Once again, here I am talking about an exhibition that’s about to close in a few days so if I pique your interest, you’re going to have to hurry up to catch it. It’s called ‘Moving Tongues:Language and Migration in 1890s Melbourne’ and it’s on at the City Library branch in Flinders Lane, close to Ross House, until 30 October.
The first image that you encounter is that shown in the poster above: the rectilinear street-grid imposed onto British settler colonies with little regard to topography or earlier use, conveying the impression of a single, replicable British culture.
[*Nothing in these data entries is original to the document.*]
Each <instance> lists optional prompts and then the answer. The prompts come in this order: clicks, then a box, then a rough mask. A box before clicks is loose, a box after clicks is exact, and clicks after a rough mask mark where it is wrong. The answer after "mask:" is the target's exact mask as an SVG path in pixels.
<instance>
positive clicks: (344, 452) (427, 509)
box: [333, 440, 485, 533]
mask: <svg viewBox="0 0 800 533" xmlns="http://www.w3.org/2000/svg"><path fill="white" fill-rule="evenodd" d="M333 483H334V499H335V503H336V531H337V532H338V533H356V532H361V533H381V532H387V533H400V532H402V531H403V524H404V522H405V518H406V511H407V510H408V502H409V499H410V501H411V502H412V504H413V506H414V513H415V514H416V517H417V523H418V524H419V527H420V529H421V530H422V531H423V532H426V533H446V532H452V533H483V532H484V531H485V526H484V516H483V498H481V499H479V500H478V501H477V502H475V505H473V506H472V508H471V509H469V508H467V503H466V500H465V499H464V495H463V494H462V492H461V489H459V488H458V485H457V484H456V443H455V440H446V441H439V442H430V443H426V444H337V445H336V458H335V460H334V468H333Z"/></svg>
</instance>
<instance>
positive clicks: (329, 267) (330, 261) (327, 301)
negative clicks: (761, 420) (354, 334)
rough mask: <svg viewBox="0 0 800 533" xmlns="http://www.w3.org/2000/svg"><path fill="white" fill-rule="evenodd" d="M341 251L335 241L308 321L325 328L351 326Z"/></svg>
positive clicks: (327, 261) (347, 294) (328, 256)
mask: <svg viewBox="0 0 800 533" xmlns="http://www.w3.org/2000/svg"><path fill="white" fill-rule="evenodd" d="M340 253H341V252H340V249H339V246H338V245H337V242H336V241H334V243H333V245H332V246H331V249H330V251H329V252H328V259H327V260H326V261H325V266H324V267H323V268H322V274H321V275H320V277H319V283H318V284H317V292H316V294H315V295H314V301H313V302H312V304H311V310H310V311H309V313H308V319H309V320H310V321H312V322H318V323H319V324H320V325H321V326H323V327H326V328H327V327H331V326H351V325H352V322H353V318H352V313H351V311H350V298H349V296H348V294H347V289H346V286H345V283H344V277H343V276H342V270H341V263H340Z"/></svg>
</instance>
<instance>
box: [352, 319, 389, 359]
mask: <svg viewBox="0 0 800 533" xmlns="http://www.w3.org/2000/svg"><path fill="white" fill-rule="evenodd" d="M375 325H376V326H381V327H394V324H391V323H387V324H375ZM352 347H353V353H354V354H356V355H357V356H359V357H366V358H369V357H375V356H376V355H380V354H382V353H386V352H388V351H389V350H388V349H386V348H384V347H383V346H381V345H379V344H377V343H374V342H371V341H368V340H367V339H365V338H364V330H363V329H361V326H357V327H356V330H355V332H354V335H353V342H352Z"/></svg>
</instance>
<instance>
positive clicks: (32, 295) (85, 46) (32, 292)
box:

However, this display argues that a multiplicity of languages and cultures existed within that grid, and it draws from the proceedings of Melbourne courtrooms in the 1890s to illustrate the point.
And so we meet Charles Hodge, the long-standing interpreter in Chinese cases and the ‘Chinese oath’ that was accepted by Victorian courts for many years which involved the lighting of a flame and the recitation of a pledge to tell the truth. We read of the ultimately tragic case of young Norwegian servant Louisa Fritz who accused her employer Theodore Ulstein of rape. We read of the presence of Syrians and “British Hindoos” and see their sleeping arrangements in the terraced shops of Little Lonsdale and Exhibition Streets, and the alliances formed with indigenous people, especially at the Cummeragunga mission. We see the November 1898 Parliamentary hearing called by the Victorian government, in order to hear opinions of the Immigration Restriction Act that was one of the first legislative acts of the newly federated Parliament of Australia.
The print-based display is supplemented by a small number of artefacts and replicas of courtroom documents, poetry based on the Melbourne Poetry Map and artwork. One large art piece by John Young is based on selections from the diary of Jong Ah Sing, who was incarcerated in lunatic asylums for 33 years. He wrote his diary in an attempt to prove his sanity.
It’s a small, modestly presented display that conveys a broader linguistic and aural view of Melbourne than that presented in the Sentimental Bloke and other depictions of the underside of Marvellous Melbourne. But hurry up- it closes on 30 October. The City Library is open Mon-Thurs 8.00am – 7.45, Friday 8.00 to 5.45, Saturday 10.00 to 4.45 and Sunday 12 noon to 4.45.